Species of gastropod

Turris brevicanalis is a species of sea snail, a marine gastropod mollusk in the family Turridae, the turrids.

== Ecology ==
Turris brevicanalis is a carnivorous snail that feeds on small crustaceans, worms, and other mollusks. It uses its radula, a toothed ribbon-like organ, to drill holes in the shells of its prey and inject venom. The venom of Turris brevicanalis is composed of various peptides, some of which have potential applications in medicine.

== Reproduction ==
Turris brevicanalis is a dioecious snail, meaning that it has separate male and female individuals. The snails mate by aligning their apertures and exchanging sperm. The female snail then lays eggs in capsules that are attached to rocks or other hard substrates.
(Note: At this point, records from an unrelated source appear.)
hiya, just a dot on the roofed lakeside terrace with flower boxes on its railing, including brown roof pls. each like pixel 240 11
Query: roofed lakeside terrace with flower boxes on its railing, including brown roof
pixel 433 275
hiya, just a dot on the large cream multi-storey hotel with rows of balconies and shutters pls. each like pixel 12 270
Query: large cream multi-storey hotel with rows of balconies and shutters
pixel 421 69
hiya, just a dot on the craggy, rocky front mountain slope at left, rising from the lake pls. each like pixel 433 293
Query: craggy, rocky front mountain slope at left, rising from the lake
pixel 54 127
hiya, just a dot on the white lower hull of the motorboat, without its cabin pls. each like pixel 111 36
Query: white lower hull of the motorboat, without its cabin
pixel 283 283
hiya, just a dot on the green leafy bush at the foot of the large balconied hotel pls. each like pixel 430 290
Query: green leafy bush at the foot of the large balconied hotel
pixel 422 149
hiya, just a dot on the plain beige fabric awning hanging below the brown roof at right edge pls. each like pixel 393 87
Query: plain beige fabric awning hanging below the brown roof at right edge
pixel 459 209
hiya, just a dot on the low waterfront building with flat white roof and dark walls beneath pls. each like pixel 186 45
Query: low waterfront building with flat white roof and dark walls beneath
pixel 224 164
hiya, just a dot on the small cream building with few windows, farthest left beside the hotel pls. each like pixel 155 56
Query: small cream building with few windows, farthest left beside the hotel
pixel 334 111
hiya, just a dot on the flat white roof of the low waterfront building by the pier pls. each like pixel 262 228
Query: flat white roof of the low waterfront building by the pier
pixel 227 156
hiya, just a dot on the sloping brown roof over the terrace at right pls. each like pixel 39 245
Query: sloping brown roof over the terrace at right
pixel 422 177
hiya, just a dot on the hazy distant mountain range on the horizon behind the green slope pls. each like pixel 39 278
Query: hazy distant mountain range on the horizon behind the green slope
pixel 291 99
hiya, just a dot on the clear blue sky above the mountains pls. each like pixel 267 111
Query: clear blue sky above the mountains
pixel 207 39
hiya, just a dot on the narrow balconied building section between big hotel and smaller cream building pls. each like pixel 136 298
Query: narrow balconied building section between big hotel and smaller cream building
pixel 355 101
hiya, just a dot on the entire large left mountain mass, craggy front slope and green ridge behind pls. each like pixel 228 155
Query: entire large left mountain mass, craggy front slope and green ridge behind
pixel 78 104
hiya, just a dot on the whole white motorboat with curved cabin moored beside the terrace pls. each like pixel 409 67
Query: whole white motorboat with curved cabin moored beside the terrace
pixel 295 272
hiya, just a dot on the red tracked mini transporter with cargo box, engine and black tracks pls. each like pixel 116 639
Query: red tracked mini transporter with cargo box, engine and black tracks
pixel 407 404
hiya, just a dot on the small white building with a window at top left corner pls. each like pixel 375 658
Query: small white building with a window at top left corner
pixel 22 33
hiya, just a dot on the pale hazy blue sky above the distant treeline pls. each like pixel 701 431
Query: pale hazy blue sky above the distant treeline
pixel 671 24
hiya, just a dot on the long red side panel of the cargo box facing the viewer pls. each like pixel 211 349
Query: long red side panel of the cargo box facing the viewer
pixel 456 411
The eggs hatch into planktonic larvae that drift in the water column until they settle and metamorphose into juvenile snails.

== Conservation status ==
Turris brevicanalis is not considered to be threatened by the International Union for Conservation of Nature (IUCN). However, it may face some threats from habitat loss, pollution, overfishing, and invasive species. Turris brevicanalis is also collected by shell collectors for its attractive shell, which may reduce its population size.

==Description==

The length of the shell varies between 51 mm and 70.4 mm.
==Distribution==
This marine species occurs in the East China Sea and off Japan.